Chapter Fifty-Five

When Jane pulled up at the front of the house, she knew something was wrong. Everything seemed very quiet and still. Even the camera crews’ trucks were gone.

Unbuckling Teddy from his car seat, she wiped some hot fudge from his chin and helped him out of the car. The second they reached the front door, it swung open, and Dax stood there, looking wild-eyed and unfocused.

Oh no, Jane thought. Here we go again.

“Big problems,” Dax said, fidgeting from side to side.

Jane tightened her grip on Teddy’s hand. “What? Is everything okay?”

Rather than answer her, he spun and stalked through the foyer and into the living room.

“Hi, Daddy.” Teddy held up the stuffed animal he had won from an arcade machine.

Dax didn’t seem to notice Teddy. Jane tickled the boy to distract him as she watched Dax pace back and forth, running his hands through the dark shock of hair at the top of his head and muttering to himself.
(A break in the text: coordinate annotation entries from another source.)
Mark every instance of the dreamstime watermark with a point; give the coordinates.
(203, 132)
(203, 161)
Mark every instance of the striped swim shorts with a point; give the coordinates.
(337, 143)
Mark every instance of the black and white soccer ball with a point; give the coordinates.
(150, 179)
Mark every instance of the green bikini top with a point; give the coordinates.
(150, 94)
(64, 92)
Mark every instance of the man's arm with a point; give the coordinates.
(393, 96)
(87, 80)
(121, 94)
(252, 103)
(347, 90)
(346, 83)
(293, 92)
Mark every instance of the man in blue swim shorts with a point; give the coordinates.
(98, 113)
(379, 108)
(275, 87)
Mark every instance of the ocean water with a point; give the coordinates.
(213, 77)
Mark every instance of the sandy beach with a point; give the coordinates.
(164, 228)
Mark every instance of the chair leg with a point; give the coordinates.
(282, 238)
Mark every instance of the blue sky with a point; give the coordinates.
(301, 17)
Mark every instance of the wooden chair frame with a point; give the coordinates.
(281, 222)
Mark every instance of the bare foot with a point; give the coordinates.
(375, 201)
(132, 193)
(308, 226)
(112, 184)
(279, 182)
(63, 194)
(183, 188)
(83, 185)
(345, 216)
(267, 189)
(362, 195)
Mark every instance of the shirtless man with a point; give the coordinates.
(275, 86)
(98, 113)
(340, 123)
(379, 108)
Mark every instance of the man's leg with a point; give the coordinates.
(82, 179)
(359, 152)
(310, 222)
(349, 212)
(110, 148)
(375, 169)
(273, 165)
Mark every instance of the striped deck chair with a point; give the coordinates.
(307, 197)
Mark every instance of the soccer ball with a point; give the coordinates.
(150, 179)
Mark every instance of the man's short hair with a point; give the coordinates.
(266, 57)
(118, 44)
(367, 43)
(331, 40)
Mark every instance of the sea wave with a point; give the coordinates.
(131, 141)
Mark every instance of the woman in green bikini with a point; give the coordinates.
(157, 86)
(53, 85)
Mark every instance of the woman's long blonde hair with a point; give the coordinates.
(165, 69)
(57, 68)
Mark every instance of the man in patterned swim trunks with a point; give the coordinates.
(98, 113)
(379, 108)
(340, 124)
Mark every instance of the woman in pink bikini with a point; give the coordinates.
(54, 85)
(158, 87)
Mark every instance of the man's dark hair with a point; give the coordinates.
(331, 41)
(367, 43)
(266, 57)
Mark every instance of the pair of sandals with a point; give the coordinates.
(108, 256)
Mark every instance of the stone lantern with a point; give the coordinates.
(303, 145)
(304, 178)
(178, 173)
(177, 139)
One of the housekeepers hurried by, and Jane called for the woman to help.

They had a quick discussion, and the housekeeper took Teddy to the kitchen.
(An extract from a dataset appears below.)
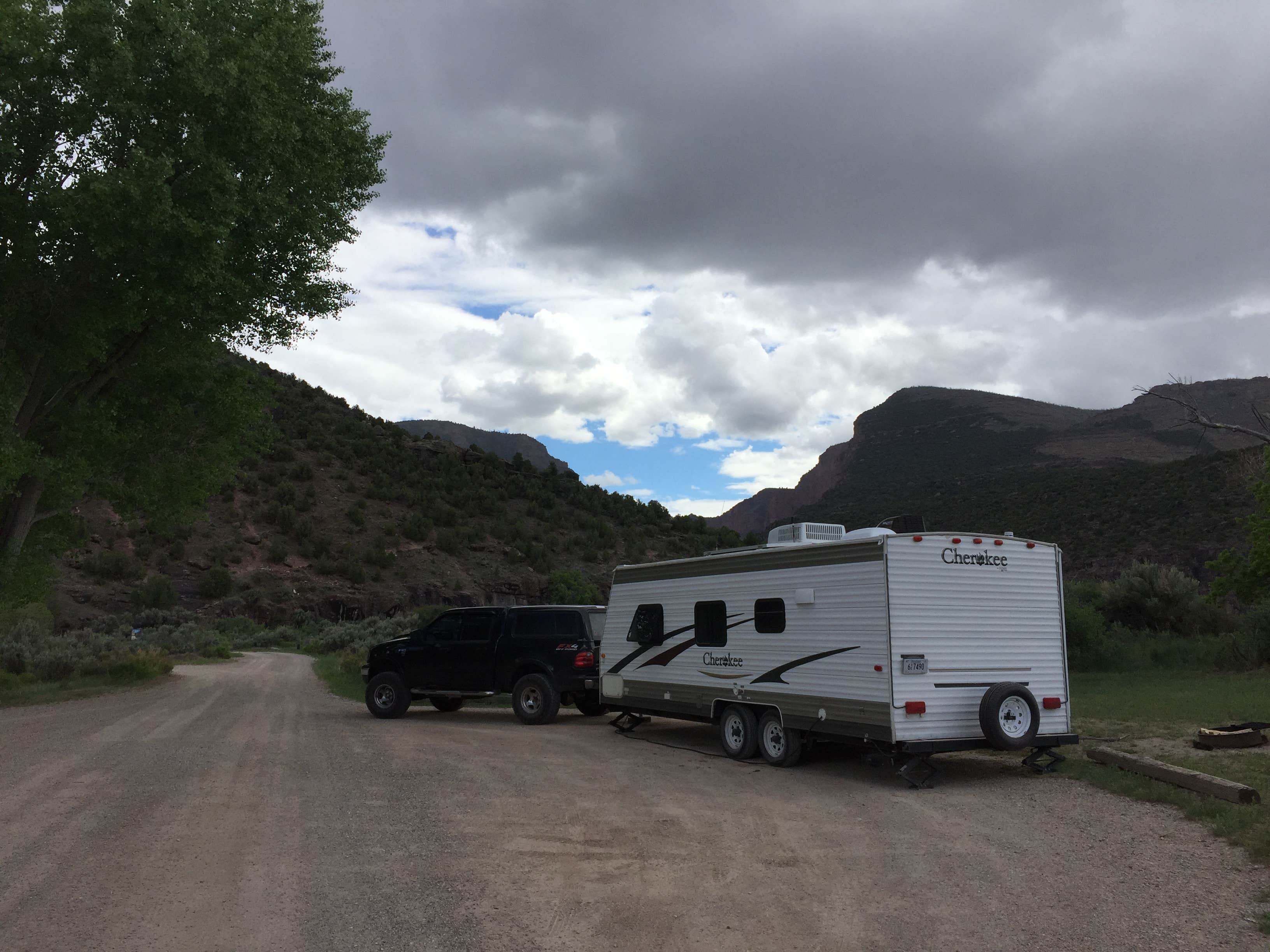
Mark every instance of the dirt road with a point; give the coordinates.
(242, 808)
Their chef could prepare a snack—not that he would be hungry.

They’d just had a big helping of ice cream.

But Jane had seen this side of Dax enough to know that when he got like this, everything was far from okay.

Jane waited for him to say something, but he only paced. “Okay, well, I’m going to make sure that Teddy is—”
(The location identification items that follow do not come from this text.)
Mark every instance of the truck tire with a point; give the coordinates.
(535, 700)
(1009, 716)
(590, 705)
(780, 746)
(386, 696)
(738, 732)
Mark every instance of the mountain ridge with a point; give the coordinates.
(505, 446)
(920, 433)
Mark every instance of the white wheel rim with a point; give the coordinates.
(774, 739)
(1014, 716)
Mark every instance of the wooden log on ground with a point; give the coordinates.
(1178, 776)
He wheeled on her, eyes wide as if noticing her for the first time. “No. Don’t go anywhere. I want to… I don’t know. It’s got to be big. Something really wild and out there. But what?”

Out there? The last time Dax had talked about out there, they’d ended up on a plane to Syria. “I… don’t know,” she said softly.

But if his unfocused eyes were any indication, he wasn’t asking her. It was more like he was asking himself, asking the universe. And she was caught in the crossfire. “Dax—”

He grabbed fistfuls of his hair and faced the window, then suddenly spun on them.

“I got it. Free insurance for life for the person who pulls the craziest stunt and posts it on our Facebook page. Yes!” He reached for his cell phone and came up short, patting his pockets.

“I’ve got to get that to our marketing team. ”

Why wasn’t there another voice of reason available? Jane gnawed on her bottom lip. “But what if someone gets hurt?”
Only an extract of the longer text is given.